I am saddened by the university’s decision to no longer host the Upward Bound Program. The program has been a part of the university community for over 45 years and has helped thousands of low-income, first generation San Francisco high school students obtain a college degree. I myself have witnessed hundreds of students who have graduated from college and have come back to USF to share their accomplishments and experiences with the staff.
Our staff have spent countless hours assisting students by writing letters of recommendation, tutoring students, and giving them the support and encouragment that they need to pursue a college education.
In fact, a number of our Upward Bound students have chosen to attend USF as undergraduate students. Previous USF administrations have been very receptive and supportive of the Upward Bound Program. Most recently, Rev. Lo Schiavo (past USF President) and Rev. John Clark (past USF Provost) have been very instrumental in keeping the hope alive for the students of our program during the past several years.
It is very rewarding to see the students’ happy faces once they realize that their hard work has indeed paid off. I have been invited to attend the college graduations of a number of my students. They realize that the Upward Bound program has given them the tools they need to achieve their dreams. In many cases, the students were told that they would never get into college, yet they persisted and my staff and I saw in our personal interactions with the students that they simply needed a little extra attention and one-on-one tutoring to achieve their goals.
The mission statement of the university includes a belief and commitment to social responsibility in fulfilling the University’s mission to create, communicate and apply knowledge to a world shared by all people and held in trust for future generations.
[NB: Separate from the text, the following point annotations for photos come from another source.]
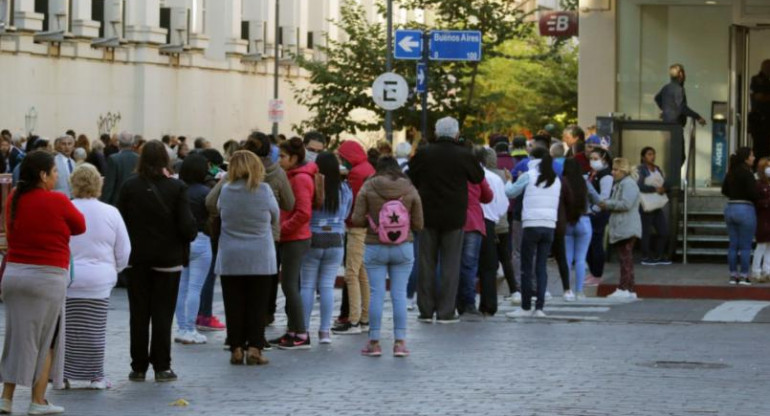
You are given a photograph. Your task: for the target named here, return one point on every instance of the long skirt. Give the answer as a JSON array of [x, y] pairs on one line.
[[86, 339], [34, 310]]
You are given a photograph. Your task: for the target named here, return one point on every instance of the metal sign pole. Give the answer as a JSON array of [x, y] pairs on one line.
[[389, 68]]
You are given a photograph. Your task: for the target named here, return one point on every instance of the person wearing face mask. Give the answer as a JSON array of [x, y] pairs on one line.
[[315, 143], [760, 268], [600, 179], [651, 183]]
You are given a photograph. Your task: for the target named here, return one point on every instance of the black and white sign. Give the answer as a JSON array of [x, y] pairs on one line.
[[390, 91]]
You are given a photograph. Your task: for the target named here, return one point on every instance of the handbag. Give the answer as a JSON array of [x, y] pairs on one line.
[[653, 201]]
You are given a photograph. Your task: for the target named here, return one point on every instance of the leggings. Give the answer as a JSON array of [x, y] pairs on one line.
[[292, 253]]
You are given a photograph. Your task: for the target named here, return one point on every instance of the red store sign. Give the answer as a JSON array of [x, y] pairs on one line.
[[559, 24]]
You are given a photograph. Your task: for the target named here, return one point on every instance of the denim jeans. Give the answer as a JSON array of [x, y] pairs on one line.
[[411, 287], [382, 261], [535, 246], [191, 283], [741, 224], [576, 239], [469, 267], [319, 270]]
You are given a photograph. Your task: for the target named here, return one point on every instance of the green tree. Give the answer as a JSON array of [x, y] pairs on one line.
[[341, 83]]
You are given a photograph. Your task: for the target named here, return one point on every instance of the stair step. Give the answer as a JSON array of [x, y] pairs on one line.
[[703, 252], [700, 238]]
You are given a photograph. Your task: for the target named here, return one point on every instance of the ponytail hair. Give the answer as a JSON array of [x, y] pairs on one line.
[[32, 165], [547, 174]]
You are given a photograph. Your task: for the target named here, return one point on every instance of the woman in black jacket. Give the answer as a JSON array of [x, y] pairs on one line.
[[161, 226]]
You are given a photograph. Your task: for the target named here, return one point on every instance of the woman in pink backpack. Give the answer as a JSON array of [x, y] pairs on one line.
[[389, 205]]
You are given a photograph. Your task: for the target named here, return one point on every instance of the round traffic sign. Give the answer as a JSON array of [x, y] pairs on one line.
[[390, 91]]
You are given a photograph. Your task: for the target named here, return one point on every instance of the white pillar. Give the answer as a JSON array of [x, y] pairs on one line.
[[143, 20], [25, 18], [82, 25]]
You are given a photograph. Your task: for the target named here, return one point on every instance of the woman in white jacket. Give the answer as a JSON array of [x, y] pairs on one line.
[[97, 257], [542, 189]]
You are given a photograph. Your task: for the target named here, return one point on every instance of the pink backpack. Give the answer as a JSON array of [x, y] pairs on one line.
[[394, 222]]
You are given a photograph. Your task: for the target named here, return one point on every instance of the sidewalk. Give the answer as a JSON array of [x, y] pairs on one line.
[[691, 281]]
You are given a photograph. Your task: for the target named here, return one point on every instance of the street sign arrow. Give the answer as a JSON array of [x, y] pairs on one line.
[[408, 44]]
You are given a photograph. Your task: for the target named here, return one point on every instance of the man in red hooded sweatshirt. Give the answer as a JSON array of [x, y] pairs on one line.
[[353, 157]]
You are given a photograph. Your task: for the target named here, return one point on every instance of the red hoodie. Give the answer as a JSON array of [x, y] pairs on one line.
[[295, 224], [360, 171]]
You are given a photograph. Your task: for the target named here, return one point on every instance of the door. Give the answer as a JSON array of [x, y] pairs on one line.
[[738, 101]]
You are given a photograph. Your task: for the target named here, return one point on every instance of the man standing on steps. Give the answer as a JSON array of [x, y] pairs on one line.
[[441, 172]]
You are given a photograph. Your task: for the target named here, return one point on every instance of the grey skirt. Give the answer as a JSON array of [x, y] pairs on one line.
[[34, 308]]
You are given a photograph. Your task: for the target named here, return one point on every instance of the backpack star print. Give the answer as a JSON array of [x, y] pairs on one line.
[[394, 222]]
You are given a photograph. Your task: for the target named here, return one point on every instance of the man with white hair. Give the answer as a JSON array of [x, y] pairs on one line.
[[119, 167], [64, 146], [441, 172]]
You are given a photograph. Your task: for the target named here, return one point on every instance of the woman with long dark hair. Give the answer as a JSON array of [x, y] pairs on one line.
[[577, 236], [321, 263], [394, 257], [542, 190], [740, 188], [295, 239], [40, 224], [161, 226]]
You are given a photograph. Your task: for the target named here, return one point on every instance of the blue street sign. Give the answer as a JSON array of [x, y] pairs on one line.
[[422, 77], [455, 45], [408, 44]]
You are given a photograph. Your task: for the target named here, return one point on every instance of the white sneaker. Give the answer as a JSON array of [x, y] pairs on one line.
[[44, 409], [101, 384], [519, 313], [619, 294]]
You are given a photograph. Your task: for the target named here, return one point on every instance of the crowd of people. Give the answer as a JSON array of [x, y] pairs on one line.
[[434, 218]]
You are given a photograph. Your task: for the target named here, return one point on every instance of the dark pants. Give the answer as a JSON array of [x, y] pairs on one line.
[[246, 305], [488, 271], [560, 254], [151, 299], [596, 254], [654, 247], [291, 263], [438, 297], [504, 257], [207, 292], [626, 256], [535, 246], [274, 280]]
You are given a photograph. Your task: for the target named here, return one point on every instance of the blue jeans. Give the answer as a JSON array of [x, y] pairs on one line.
[[535, 246], [411, 287], [469, 267], [319, 270], [191, 283], [382, 261], [577, 239], [741, 224]]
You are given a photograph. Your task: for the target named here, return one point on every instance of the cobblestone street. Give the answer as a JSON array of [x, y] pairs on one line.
[[570, 366]]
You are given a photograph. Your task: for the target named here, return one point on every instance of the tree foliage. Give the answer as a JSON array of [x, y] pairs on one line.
[[521, 80]]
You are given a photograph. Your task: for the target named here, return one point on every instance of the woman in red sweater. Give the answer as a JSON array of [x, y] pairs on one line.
[[295, 240], [39, 225]]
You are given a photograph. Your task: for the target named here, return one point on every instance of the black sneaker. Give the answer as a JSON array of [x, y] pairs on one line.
[[279, 340], [137, 376], [295, 343], [347, 328], [163, 376]]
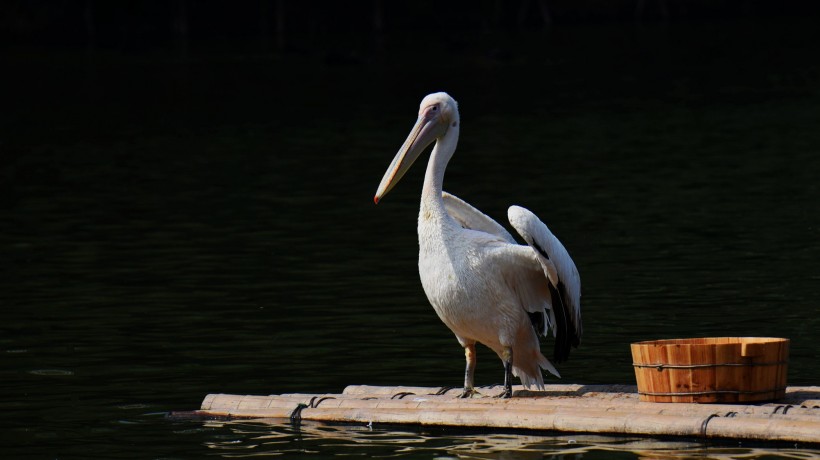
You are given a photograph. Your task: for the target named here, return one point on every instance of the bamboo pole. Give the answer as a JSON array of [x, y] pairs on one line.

The Upward Bound program has been working hard to fulfill this commitment and belief for over 45 years by serving and teaching at-risk high school students and helping them to become useful and productive members of our community.
It saddens me to see that all our work has to end. It is true that the program can transfer to another institution, but it is unlikely that any other college or university in San Francisco will be willing take the program over. In addition, no other institution of higher learning in San Francisco can offer the students the safe, welcoming and nurturing environment that USF provides to our high school students.
The bottom line is that it is imperative that the Upward Bound Program remain at University of San Francisco. It would be an injustice to the USF community if Upward Bound and its students had to leave.
Ernest Chen is the academic coordinartor for USF’s Upward Bound program.